Ainsi la cruauté froide des hommes polis s’ajouterait, pour écraser toute vie révolutionnaire, à la fureur des brutes armées. Paris, lève-toi donc ! Révolution, défends-toi ! À la Commune l’exaltation patriotique est admirable, et je crois bien que c’est sans calcul et avec l’élan d’une foi sublime qu’elle se dresse la première pour organiser la défense.

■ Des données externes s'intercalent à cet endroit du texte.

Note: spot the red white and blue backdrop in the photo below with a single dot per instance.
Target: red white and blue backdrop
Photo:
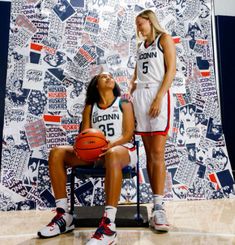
(56, 47)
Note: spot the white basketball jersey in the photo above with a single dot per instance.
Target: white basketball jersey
(150, 63)
(108, 120)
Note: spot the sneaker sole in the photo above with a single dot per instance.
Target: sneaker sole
(70, 229)
(157, 227)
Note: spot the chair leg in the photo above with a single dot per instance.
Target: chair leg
(72, 199)
(138, 217)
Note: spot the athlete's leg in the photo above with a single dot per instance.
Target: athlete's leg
(115, 159)
(59, 159)
(155, 150)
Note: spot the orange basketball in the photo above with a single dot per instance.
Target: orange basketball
(89, 143)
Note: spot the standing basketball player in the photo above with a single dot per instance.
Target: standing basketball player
(150, 86)
(104, 110)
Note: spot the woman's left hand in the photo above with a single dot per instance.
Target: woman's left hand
(155, 108)
(105, 149)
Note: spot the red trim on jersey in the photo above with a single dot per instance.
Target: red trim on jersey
(168, 122)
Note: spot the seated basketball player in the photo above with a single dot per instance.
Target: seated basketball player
(102, 99)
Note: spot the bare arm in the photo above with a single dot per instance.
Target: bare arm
(86, 117)
(170, 61)
(132, 85)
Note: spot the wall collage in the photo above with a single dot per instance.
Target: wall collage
(56, 47)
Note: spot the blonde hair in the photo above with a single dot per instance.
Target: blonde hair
(151, 16)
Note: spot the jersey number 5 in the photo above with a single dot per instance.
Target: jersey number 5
(145, 67)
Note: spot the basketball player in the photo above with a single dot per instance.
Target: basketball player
(104, 110)
(150, 87)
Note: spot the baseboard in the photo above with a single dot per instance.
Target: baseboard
(126, 216)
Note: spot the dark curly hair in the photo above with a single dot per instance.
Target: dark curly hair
(92, 93)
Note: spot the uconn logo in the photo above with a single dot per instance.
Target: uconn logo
(106, 117)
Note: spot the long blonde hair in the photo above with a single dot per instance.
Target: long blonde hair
(151, 16)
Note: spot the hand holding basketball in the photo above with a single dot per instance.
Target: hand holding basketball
(89, 144)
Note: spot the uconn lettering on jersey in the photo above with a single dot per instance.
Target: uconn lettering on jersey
(148, 55)
(106, 117)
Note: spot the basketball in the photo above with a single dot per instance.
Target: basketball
(89, 143)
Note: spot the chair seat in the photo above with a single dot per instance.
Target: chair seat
(98, 172)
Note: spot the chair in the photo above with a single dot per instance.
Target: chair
(138, 217)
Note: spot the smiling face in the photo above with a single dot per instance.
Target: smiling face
(143, 26)
(105, 80)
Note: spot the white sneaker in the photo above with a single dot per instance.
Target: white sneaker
(105, 234)
(61, 223)
(159, 221)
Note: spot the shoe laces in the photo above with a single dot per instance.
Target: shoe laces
(59, 214)
(160, 217)
(103, 229)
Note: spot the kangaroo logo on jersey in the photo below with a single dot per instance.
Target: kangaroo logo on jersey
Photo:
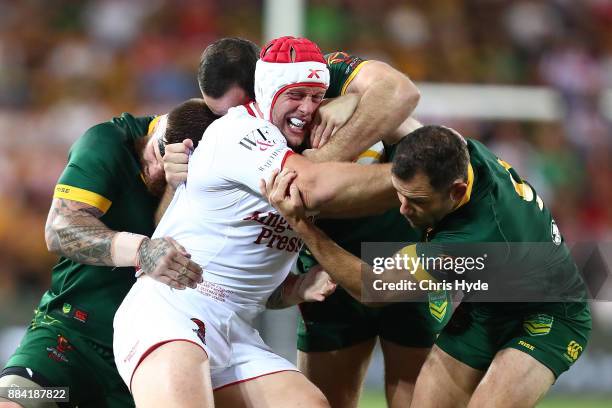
(573, 351)
(538, 324)
(201, 330)
(555, 233)
(58, 353)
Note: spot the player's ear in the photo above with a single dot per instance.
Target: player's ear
(458, 190)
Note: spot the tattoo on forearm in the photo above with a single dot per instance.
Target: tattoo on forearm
(150, 252)
(74, 231)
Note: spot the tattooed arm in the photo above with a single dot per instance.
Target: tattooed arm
(73, 230)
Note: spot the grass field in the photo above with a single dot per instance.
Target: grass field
(374, 399)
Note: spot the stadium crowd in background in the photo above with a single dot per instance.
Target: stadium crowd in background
(66, 67)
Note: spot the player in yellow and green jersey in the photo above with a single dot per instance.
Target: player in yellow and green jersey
(340, 333)
(504, 349)
(111, 183)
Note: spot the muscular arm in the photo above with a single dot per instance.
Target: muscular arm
(340, 190)
(313, 286)
(73, 230)
(387, 98)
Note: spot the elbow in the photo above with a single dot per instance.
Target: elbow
(315, 193)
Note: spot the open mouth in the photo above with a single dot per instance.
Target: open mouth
(295, 123)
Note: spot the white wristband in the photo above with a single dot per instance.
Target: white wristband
(124, 248)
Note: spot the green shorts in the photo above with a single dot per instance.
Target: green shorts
(555, 334)
(341, 321)
(67, 359)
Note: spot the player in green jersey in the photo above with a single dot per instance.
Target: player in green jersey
(339, 334)
(109, 185)
(490, 354)
(69, 341)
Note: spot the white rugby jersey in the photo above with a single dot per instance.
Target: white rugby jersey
(242, 243)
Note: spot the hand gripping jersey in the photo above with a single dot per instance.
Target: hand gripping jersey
(238, 238)
(244, 246)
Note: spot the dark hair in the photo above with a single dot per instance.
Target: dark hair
(436, 151)
(188, 120)
(228, 62)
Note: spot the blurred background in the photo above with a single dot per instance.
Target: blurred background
(532, 79)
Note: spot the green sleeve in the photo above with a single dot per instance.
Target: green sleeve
(342, 69)
(101, 164)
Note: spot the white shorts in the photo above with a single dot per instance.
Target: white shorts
(153, 314)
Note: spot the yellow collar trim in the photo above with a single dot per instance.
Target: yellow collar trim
(468, 192)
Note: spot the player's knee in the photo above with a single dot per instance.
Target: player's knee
(316, 399)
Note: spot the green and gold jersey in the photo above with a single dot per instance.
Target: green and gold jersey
(503, 221)
(350, 233)
(342, 69)
(103, 171)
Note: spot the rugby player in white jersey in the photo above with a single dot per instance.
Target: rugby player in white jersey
(173, 348)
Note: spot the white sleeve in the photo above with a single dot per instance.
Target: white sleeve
(252, 156)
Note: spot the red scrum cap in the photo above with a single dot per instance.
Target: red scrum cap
(287, 62)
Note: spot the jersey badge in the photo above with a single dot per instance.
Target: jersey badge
(555, 233)
(58, 353)
(538, 324)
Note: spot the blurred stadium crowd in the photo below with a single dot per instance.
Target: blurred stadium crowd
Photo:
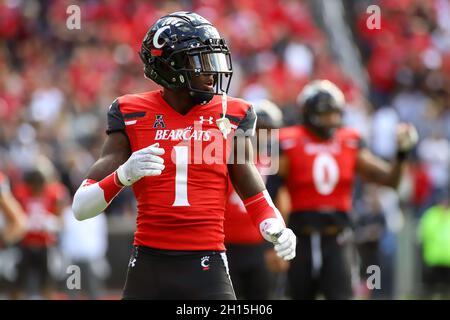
(56, 85)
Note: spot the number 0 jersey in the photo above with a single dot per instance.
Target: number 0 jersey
(183, 208)
(321, 173)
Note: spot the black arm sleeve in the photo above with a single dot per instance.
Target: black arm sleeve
(115, 118)
(247, 125)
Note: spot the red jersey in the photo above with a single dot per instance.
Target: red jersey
(183, 208)
(37, 209)
(239, 227)
(321, 172)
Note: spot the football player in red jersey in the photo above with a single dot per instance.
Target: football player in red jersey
(43, 202)
(249, 256)
(153, 144)
(319, 163)
(15, 219)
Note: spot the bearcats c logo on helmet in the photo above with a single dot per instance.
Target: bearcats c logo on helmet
(156, 37)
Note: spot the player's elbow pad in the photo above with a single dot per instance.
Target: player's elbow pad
(260, 208)
(92, 197)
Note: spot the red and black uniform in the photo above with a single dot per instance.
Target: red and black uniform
(245, 250)
(320, 182)
(181, 211)
(40, 209)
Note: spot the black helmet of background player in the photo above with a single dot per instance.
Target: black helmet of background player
(183, 45)
(268, 114)
(321, 107)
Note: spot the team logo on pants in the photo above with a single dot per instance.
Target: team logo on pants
(205, 263)
(159, 121)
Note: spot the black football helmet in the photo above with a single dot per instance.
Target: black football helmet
(319, 97)
(182, 45)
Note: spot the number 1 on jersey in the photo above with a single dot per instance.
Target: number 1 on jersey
(181, 163)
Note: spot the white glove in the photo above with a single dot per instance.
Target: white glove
(407, 137)
(142, 163)
(284, 239)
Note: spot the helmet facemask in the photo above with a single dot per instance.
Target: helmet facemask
(186, 49)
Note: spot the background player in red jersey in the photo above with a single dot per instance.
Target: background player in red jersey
(250, 259)
(319, 164)
(14, 217)
(173, 146)
(43, 202)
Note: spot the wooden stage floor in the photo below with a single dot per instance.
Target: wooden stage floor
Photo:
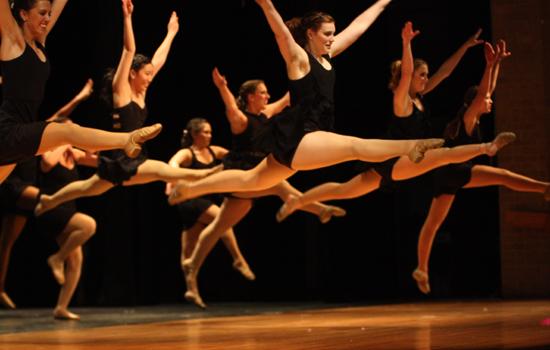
(480, 324)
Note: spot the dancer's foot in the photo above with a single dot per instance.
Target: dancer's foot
(192, 293)
(179, 193)
(44, 204)
(500, 141)
(194, 298)
(138, 137)
(244, 269)
(64, 314)
(6, 301)
(329, 211)
(422, 146)
(58, 269)
(422, 281)
(287, 208)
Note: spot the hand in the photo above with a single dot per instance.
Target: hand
(502, 51)
(474, 39)
(173, 23)
(127, 8)
(219, 80)
(407, 33)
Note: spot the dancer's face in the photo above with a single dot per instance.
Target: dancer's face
(420, 79)
(320, 41)
(259, 99)
(37, 18)
(142, 77)
(203, 137)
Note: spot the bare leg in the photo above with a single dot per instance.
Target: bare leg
(484, 175)
(155, 170)
(189, 238)
(316, 150)
(74, 267)
(57, 134)
(78, 230)
(93, 186)
(5, 171)
(12, 226)
(360, 185)
(438, 212)
(231, 212)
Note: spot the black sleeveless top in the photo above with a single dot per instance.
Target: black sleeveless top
(23, 84)
(312, 109)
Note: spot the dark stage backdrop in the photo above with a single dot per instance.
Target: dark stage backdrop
(369, 255)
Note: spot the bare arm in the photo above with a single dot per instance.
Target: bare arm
(122, 93)
(277, 106)
(69, 107)
(295, 57)
(402, 103)
(159, 58)
(450, 64)
(357, 27)
(12, 42)
(236, 118)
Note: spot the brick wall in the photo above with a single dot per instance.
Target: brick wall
(522, 102)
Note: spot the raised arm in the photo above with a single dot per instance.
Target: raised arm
(402, 105)
(277, 106)
(159, 58)
(357, 27)
(121, 87)
(295, 56)
(12, 42)
(502, 53)
(479, 103)
(236, 118)
(450, 64)
(81, 96)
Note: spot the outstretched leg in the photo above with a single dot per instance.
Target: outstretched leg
(57, 134)
(231, 212)
(439, 210)
(484, 175)
(93, 186)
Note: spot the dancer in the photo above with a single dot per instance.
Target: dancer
(70, 228)
(464, 129)
(19, 195)
(197, 213)
(300, 134)
(249, 117)
(25, 69)
(409, 83)
(130, 82)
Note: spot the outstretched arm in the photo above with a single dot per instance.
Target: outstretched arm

« Le procureur de la Commune, dit le procès-verbal de la séance du 2 septembre au matin, annonce que les ennemis sont devant Verdun, qu’ils en font en ce moment le siège et qu’avant huit jours, cette ville, la seule place forte qui existe entre Paris et l’ennemi, sera obligée de se rendre. Il demande que sur-le-champ tous les citoyens se réunissent, campent ce soir au Champ-de-Mars, et partent demain le plus tôt possible sous les murs de Verdun, y périr en défendant la liberté ou purger le sol français de la présence de ses ennemis. Cette proposition est adoptée à l’unanimité. »

Mais comment ces froides paroles traduiraient-elles l’ardeur de combattre, et la puissance de l’instinct vital qui, au cœur même de la Révolution, protestait contre les menaces de destruction ?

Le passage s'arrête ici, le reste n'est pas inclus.